Hacker News new | ask | show | jobs
by stackskipton 337 days ago
As SRE/DevOps/Ops whatever, I'm screaming.

Metrics should be emitted in separate stream and never by logs outside corner cases. Logs should be used to determine WHY the system is having issues but never IS the system having issues.

Log alerting is a fools errand that looks like a great idea at start but quickly becomes a sand trap that will drive future people crazy and at scale, will overwhelm systems.

Why is log alerting bad idea?

Every log becomes a metric point that must be dealt with. Therefore, the logging system must be kept operational and error free. However, due to other problems below, this system quickly becomes a beast of it's own.

Logs are generally much bigger then KV of <Metric> <Value> so there ends up being a ton of filtering going on in logging system, adding to the load.

Logging system probably does not understand rates so you end up writing gnarly queries to be like "Is this first unhandled exception?" in 10m or my 50th in 10m.
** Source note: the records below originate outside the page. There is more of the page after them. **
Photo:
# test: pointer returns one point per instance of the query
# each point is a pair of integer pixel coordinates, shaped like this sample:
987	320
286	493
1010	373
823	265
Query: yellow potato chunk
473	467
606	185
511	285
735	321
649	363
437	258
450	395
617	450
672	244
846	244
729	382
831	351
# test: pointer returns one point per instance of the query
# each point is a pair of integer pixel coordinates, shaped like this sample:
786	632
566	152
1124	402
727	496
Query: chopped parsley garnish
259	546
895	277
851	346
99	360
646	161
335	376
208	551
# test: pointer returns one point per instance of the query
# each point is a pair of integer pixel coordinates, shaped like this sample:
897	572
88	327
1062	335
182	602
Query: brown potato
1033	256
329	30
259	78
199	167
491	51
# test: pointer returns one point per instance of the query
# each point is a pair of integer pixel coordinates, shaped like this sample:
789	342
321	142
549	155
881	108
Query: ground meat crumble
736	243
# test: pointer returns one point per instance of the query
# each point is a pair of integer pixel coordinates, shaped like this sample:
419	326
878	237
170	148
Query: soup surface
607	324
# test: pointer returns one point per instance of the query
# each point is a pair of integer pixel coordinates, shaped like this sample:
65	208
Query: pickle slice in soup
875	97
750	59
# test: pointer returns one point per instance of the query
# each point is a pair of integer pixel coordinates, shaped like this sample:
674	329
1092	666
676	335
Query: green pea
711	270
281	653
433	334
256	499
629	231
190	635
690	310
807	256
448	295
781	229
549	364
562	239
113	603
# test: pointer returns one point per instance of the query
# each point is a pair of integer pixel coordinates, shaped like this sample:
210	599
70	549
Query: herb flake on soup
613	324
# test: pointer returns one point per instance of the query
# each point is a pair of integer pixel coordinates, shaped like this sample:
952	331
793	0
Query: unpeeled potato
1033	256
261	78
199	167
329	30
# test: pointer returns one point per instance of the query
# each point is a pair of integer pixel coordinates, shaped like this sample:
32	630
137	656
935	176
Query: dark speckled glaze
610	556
Query in Prometheus is much much simpler.

Each language logging library handles things in different way so organization must be on point to either A) Keep log format the same between all different languages. B) Teach the logging system how to manipulate each log into format that can be handled by alerting system. Obviously A causes massive developer friction and B causes massive Ops friction.

Finally, I find people doing logging tend not handle exceptions as well because they can just trust logging system to alert them on specific problem and deal with it manually.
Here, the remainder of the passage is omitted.